TODO item: Implement Boyer-Moore searching (First time hacker)

From: "David Rowley" <dgrowley(at)gmail(dot)com>
To: <pgsql-hackers(at)postgresql(dot)org>
Subject: TODO item: Implement Boyer-Moore searching (First time hacker)
Date: 2008-08-31 00:18:26
Message-ID: 4563A3CA8A9D4B7FB9BADF1A7F92F4B3@amd64
Views: Raw Message | Whole Thread | Download mbox | Resend email
Thread:
Lists: pgsql-hackers

My apologies if this is a duplicate. I think the attachment size was too
big.

Reference: Bruce Momjian writes: ->
http://archives.postgresql.org/pgsql-committers/2007-09/msg00402.php

Other references: Boyer Moore?? ->
http://www.cs.utexas.edu/users/moore/best-ideas/string-searching/fstrpos-exa
mple.html

As a first time hacker of postgresql I've decided to attempt something that
does not go too deep in to the heart of the software.

Before I make an attempt at writing a patch, I've decided to start
benchmarking outside of Postgres.
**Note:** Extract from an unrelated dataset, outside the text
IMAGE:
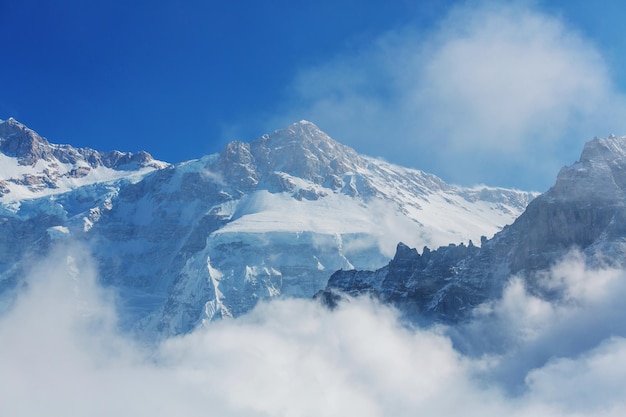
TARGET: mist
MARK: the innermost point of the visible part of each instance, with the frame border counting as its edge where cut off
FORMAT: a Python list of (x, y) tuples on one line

On reading the link underneath the Boyer
Moore item in the in the new TODO list wiki, I learned that someone else had
a shot at speeding up strpos around this time last year using KMP algotithm.
On looking a little deeper into Boyer Moore's algorithm it's quite obvious
that there is some overhead involved with preprocessing the search key
(needle). My target has been to not have any trade offs with this possibly
to be patch. I didn't want smaller searches to suffer.

I'd like to receive some feedback on the various functions in the attached
before I go ahead and work on this any more. I've written 8 different
versions of the function. Version 8 seems to be the fastest out of them,
however I've not tested with multi byte chars.

Please note that these are just some initial ideas. For example startpos is
not yet implemented, but there is very little overhead to that anyway.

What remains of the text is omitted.